As someone who has earned multiple degrees, completed PhDs, taught students, mentored great leaders, led organizations, written books, reviewed policies, built businesses, raised children, and managed countless responsibilities across different sectors, I can tell you that one of the greatest dangers of postgraduate studies and high achievement is losing yourself in the pursuit of success.
People often see the degrees, titles, awards, publications, promotions, and accomplishments. What they rarely see are the sleepless nights, emotional exhaustion, self-doubt, sacrifices, and silent battles that happen behind closed doors. The truth is that many high achievers are not necessarily thriving; they are simply surviving. They keep showing up, meeting deadlines, submitting chapters, publishing papers, raising families, leading teams, and carrying enormous responsibilities while quietly running on empty.
Whether you are pursuing a master’s degree, a PhD, or any ambitious professional goal, there comes a point when your entire life begins to revolve around productivity. You start measuring your worth by how much you have written, how many corrections you fixed, how many papers you published, how many projects you completed, or how many goals you achieved. Slowly, without realizing it, you stop seeing yourself as a human being and start seeing yourself as the project itself. That is the dangerous part.

Academia and professional success can make you believe that resting is laziness, slowing down is failure, and your value is tied to your output. Meanwhile, you are exhausted, burned out, disconnected from yourself, and sometimes disconnected from the people you love.
The scary thing is that high-achieving people can function while emotionally drained. They still meet deadlines. They still submit those chapters. They still attend meetings, seminars, teach classes, lead organizations, and fulfill their responsibilities while silently falling apart.

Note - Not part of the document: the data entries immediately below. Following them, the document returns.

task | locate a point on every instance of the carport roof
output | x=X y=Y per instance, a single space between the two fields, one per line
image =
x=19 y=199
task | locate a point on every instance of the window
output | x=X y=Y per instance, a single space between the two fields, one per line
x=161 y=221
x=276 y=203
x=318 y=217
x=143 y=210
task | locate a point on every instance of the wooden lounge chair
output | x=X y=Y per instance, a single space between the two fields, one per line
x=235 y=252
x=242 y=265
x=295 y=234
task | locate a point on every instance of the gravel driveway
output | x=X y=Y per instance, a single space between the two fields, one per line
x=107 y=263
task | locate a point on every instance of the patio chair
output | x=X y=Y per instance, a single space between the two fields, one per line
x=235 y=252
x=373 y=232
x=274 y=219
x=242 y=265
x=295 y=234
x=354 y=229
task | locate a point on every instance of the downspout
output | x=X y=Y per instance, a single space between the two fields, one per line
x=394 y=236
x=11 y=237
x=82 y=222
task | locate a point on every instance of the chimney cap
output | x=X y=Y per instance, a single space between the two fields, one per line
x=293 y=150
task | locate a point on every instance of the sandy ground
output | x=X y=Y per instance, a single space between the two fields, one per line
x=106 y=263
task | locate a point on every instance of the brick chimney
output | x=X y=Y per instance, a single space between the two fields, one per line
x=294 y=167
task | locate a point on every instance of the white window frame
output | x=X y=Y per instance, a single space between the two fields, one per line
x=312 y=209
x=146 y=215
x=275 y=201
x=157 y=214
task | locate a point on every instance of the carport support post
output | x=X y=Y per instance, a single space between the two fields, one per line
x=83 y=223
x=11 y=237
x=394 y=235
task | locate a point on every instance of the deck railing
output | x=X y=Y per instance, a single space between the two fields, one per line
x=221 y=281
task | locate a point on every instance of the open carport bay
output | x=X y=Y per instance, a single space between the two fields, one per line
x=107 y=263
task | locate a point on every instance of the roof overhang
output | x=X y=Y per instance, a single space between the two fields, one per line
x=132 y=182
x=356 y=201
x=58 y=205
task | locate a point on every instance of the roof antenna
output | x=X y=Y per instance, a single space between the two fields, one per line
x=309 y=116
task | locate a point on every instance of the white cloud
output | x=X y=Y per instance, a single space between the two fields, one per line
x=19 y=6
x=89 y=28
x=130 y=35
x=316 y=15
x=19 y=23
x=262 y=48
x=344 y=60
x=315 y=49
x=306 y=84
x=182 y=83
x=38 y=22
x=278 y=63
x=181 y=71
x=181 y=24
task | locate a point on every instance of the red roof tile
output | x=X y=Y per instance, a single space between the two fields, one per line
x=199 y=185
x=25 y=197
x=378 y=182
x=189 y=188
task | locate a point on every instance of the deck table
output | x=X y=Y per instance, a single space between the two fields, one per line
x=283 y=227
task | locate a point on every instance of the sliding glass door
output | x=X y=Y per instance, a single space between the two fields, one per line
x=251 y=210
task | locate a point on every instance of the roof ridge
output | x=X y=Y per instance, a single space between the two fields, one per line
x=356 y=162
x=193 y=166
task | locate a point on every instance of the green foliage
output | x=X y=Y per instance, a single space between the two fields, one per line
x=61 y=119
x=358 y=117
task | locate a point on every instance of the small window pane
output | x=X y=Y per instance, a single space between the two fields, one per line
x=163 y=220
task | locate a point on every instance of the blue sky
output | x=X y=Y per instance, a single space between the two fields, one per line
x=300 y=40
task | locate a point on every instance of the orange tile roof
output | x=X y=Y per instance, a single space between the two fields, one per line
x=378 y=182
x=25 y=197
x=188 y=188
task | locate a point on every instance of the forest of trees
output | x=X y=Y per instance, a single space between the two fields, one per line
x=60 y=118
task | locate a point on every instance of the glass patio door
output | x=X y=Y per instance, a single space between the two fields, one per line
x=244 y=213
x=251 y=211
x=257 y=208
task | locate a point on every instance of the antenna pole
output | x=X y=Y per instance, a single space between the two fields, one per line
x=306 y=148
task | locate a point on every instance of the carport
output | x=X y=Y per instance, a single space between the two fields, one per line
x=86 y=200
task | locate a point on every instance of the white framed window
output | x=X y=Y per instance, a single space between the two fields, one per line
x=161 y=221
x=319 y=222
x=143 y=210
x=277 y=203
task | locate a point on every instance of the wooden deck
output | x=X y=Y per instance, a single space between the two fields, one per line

Over the years, I have learned that success should never cost you your humanity. It should never cost you your mental health, your peace, your family, your joy, or your ability to enjoy life. That is why, despite my academic, professional, and leadership commitments, I still make time to laugh, travel, enjoy nature, spend quality time with my children, celebrate milestones, and create beautiful memories. I refuse to become so accomplished that I forget how to live.

Yes, work hard. Yes, pursue excellence. Yes, finish the thesis, complete the dissertation, earn the degree, and achieve your goals. But do not in anyway become so academically accomplished that you no longer know who you are outside of those great achievements. There is a difference between being driven and disappearing into your work.
And sometimes, the real flex is not simply finishing. The real flex is finishing without losing yourself in the process.
To everyone journeying through the demanding streets of academia, family, and professional life, take care of yourself. Protect your mental health. Guard your peace. Nurture your relationships. Your worth is not measured by your productivity alone.
Arrive alive and not mentally and emotionally exhausted. Arrive whole in one piece and not damaged or in pieces. Arrive with your humanity intact.